Its rationale is that a boy’s whole future should not be wrecked by five years in prison just because the law provides no alternative punishment. It also takes a realistic account of teen life and sexuality today.

Aggravated rape will be defined as sex with anyone below 12. Simple rape is consensual sex where the girl is above 12 but below 16.

In the latter, the boy is still liable to imprisonment but the duration could be a much shorter, unspecified period, with rehabilitative counselling as an avenue for self-reflection on his actions.

JAG, however, is concerned that by not specifying the age brackets, the floodgates would open for anyone to slip through this reversion to an absence of a minimum sentence for rape.

JAG proposes that the removal of a minimum prison sentence be restricted to youthful offenders where the girl is below 16, her consent notwithstanding.

“Leniency should not be extended too far,” said Karen Lai, legal officer for the Women's Crisis Centre (WCC) in Penang, another JAG member.

“The definition of youthful offender should be kept to below 18, in keeping with the existing Child Act.”

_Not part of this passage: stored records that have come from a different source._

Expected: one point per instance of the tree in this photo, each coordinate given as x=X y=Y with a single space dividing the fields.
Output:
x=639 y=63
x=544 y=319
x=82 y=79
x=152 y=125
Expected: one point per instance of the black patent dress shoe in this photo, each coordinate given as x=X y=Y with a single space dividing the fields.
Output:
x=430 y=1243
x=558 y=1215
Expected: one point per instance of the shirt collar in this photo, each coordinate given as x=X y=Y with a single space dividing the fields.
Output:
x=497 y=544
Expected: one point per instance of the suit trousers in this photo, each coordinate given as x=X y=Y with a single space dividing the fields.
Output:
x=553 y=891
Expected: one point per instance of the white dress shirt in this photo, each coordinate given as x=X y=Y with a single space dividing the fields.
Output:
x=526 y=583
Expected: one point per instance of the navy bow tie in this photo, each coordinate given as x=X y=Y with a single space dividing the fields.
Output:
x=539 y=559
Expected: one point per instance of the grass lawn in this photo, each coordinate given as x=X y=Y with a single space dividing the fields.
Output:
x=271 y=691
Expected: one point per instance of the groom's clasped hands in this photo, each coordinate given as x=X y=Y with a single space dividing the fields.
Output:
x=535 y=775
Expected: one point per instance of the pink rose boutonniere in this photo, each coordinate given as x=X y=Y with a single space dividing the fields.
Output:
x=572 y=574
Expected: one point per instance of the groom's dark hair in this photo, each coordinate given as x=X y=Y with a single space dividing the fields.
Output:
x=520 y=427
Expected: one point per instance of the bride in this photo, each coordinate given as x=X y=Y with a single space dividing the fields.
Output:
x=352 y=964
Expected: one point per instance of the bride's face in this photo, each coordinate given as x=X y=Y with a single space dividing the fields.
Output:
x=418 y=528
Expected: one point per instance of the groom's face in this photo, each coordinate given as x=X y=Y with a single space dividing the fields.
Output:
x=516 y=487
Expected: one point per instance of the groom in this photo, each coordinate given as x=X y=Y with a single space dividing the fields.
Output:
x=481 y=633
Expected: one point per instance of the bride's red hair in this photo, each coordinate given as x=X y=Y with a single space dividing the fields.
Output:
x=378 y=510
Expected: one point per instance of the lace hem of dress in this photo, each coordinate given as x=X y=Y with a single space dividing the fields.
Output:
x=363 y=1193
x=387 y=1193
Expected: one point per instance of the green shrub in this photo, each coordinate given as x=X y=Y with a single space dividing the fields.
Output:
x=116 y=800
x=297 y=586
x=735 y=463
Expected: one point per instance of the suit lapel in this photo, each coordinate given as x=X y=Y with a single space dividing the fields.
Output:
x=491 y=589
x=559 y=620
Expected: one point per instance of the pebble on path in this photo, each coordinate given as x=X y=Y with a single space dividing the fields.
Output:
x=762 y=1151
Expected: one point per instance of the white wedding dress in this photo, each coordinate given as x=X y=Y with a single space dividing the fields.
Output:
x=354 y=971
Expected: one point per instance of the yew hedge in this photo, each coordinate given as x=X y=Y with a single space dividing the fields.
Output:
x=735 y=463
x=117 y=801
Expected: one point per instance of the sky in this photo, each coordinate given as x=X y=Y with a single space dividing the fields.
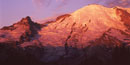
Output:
x=11 y=11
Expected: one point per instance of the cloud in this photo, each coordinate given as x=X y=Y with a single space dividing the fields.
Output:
x=109 y=3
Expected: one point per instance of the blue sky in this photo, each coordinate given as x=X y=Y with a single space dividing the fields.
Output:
x=12 y=11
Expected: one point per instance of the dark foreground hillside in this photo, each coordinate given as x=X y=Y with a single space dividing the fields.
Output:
x=25 y=56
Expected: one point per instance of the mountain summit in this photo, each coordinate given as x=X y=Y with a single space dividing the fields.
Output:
x=75 y=34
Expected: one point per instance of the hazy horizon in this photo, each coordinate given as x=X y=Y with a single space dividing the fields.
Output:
x=12 y=11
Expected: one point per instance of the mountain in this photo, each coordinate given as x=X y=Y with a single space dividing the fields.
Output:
x=91 y=31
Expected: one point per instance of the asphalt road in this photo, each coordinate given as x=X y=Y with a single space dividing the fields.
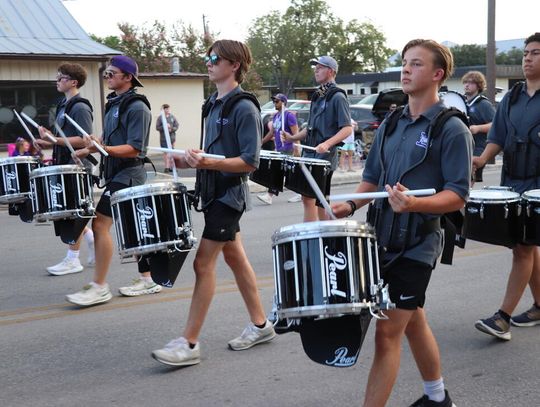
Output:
x=53 y=354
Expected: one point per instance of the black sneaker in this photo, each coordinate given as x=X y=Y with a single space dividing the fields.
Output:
x=495 y=326
x=424 y=401
x=530 y=317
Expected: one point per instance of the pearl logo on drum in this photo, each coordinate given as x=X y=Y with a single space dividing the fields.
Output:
x=10 y=177
x=56 y=189
x=335 y=263
x=143 y=215
x=341 y=359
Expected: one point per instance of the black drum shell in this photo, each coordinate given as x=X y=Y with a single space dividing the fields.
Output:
x=270 y=172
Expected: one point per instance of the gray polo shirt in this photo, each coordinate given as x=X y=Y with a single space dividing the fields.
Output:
x=82 y=114
x=241 y=137
x=447 y=167
x=524 y=120
x=326 y=118
x=132 y=128
x=481 y=111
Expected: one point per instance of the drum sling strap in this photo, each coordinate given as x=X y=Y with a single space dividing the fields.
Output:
x=124 y=163
x=209 y=183
x=452 y=222
x=522 y=157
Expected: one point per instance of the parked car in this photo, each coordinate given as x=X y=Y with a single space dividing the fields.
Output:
x=371 y=111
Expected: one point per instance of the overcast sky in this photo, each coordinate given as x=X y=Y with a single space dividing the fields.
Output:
x=459 y=21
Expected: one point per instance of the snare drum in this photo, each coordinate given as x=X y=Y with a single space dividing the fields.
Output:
x=454 y=99
x=530 y=210
x=152 y=218
x=61 y=192
x=325 y=269
x=296 y=181
x=271 y=170
x=15 y=178
x=493 y=216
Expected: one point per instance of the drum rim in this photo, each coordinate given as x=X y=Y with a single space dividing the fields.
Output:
x=58 y=169
x=306 y=160
x=20 y=159
x=154 y=189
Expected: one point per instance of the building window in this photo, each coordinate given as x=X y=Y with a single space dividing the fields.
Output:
x=37 y=99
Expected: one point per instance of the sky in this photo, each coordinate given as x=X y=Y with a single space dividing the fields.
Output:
x=458 y=21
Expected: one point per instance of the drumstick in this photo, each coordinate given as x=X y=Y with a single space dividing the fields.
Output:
x=183 y=152
x=27 y=129
x=33 y=123
x=68 y=144
x=84 y=133
x=382 y=194
x=317 y=190
x=305 y=147
x=168 y=139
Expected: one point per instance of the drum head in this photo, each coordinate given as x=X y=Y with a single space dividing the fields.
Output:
x=334 y=341
x=532 y=195
x=454 y=99
x=493 y=195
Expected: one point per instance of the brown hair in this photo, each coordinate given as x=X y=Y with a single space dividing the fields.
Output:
x=74 y=71
x=442 y=57
x=476 y=77
x=532 y=38
x=233 y=51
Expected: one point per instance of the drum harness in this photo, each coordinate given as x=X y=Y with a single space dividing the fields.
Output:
x=521 y=157
x=211 y=184
x=399 y=241
x=108 y=164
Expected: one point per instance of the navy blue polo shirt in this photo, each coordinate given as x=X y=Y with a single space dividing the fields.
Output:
x=447 y=167
x=524 y=120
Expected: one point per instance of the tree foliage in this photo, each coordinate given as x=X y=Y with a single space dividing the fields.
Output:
x=283 y=44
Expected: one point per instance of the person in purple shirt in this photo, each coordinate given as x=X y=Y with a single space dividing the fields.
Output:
x=274 y=131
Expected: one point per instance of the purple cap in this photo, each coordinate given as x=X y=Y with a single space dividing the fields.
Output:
x=127 y=65
x=325 y=60
x=280 y=96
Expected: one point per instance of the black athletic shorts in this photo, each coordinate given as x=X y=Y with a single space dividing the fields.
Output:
x=104 y=204
x=407 y=282
x=221 y=222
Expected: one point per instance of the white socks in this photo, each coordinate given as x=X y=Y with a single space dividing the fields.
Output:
x=72 y=254
x=435 y=390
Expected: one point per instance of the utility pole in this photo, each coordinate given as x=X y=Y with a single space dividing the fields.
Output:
x=490 y=54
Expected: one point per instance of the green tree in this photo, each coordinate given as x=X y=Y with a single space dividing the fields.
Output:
x=283 y=44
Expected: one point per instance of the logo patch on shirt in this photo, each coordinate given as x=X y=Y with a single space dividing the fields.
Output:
x=422 y=141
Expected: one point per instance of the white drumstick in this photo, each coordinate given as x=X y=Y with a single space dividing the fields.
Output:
x=25 y=127
x=183 y=152
x=84 y=133
x=33 y=123
x=379 y=195
x=317 y=190
x=168 y=140
x=68 y=144
x=305 y=147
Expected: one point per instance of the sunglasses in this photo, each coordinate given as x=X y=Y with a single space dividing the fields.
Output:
x=60 y=78
x=109 y=74
x=213 y=59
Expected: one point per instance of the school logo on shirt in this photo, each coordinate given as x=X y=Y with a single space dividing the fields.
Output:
x=422 y=141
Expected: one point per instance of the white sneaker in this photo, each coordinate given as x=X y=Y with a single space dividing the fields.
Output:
x=66 y=266
x=295 y=198
x=252 y=336
x=178 y=353
x=91 y=294
x=91 y=261
x=266 y=198
x=140 y=286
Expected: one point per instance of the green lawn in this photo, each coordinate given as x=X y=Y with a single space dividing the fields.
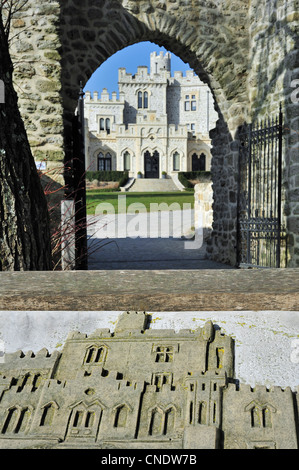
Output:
x=164 y=200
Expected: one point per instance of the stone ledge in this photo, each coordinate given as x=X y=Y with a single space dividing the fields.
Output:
x=173 y=290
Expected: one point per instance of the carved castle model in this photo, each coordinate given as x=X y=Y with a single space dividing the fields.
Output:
x=140 y=388
x=159 y=123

The committee is proposing that youthful offenders be extended to include those between 18 and 21.

At the other end of the spectrum, the women's groups want to take off the 50-year age ceiling on whipping for rapists.

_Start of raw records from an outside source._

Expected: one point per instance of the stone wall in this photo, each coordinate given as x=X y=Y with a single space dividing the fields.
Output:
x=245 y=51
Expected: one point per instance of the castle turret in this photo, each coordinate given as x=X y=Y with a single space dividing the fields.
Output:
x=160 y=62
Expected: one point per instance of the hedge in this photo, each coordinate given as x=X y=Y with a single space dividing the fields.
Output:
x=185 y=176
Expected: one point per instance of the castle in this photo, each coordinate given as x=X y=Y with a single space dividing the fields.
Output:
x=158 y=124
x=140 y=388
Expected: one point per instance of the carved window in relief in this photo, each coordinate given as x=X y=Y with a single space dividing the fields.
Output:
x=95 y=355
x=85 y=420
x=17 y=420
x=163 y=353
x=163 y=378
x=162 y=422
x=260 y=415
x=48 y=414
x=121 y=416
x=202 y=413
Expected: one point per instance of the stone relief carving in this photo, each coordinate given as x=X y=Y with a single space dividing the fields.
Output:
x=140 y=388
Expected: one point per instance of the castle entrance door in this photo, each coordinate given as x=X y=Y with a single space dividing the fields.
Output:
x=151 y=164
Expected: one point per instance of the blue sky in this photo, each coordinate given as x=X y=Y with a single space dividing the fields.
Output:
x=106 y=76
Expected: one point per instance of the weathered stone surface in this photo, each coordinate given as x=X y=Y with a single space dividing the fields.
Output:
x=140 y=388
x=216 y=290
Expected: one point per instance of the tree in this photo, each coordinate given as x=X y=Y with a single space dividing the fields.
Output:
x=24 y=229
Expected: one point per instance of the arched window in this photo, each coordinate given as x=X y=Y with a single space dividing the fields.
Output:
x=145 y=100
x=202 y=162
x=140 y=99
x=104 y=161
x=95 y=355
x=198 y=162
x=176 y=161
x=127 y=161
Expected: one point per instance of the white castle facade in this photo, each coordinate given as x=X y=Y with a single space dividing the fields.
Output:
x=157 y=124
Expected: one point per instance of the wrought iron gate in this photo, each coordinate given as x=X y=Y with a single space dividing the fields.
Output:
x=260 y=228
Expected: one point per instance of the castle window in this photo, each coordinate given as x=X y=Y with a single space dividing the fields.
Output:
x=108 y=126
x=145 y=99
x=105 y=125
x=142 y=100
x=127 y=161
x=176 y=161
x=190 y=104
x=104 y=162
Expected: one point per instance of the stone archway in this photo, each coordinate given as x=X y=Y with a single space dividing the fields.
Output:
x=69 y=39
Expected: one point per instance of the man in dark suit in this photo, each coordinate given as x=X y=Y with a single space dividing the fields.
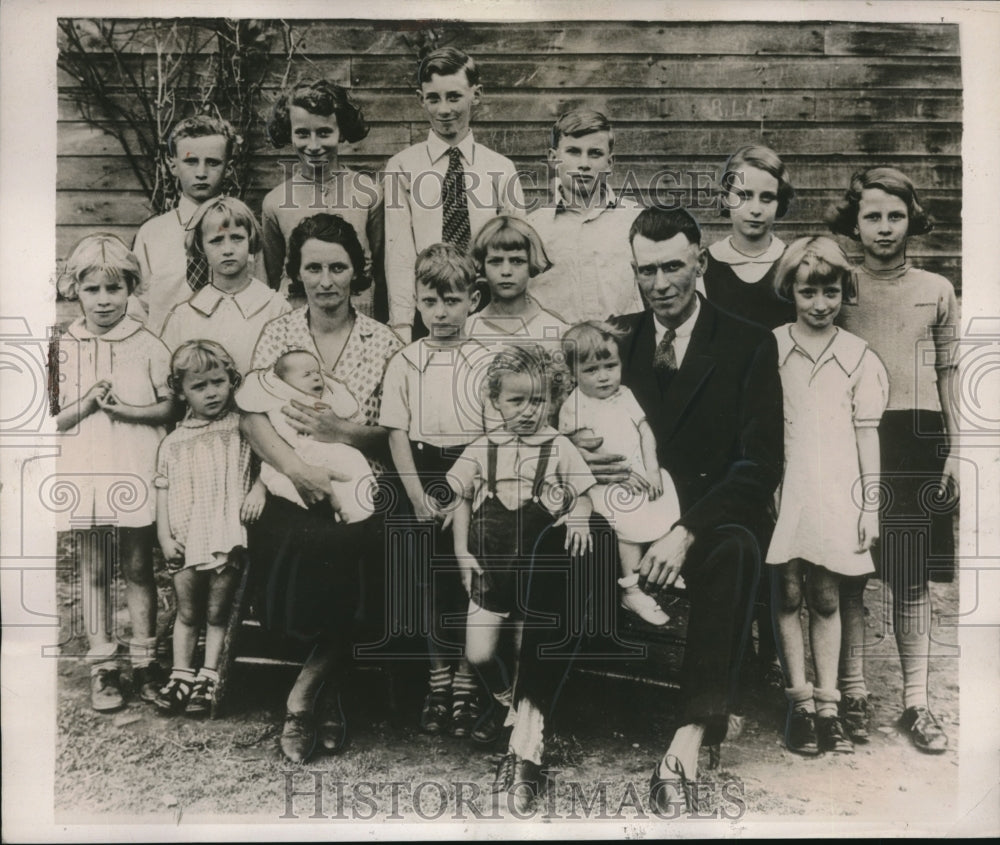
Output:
x=709 y=385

They contend that if a man is old enough to force himself on a woman, he is old enough to take the whipping, after being certified medically fit by a doctor.

In keeping with the severity of the crimes, those who commit incest, or who cause death to their victims in the course of rape, will also be punishable by an enhanced minimum sentence of eight and 15 years respectively, and an enhanced maximum of not less than 30 years jail plus whipping of not less than 10 strokes.

Despite arguments over particular clauses, the Select Committee has remained true to the spirit of meting out more severe punishment for today’s aggravated crimes.

The number of reported sex crimes jumped by 550 after 2000, to reach 1,765 in 2004.

Equally alarming was the brutality of the crimes: girl-child victims, sometimes gang rapes, strangulation and mutilated and burnt bodies being dumped elsewhere to cover the perpetrators' tracks.

These punitive actions match today’s rampant sexual violence. They are the legislators’ response before Malaysians become inured to tragic, mere statistics.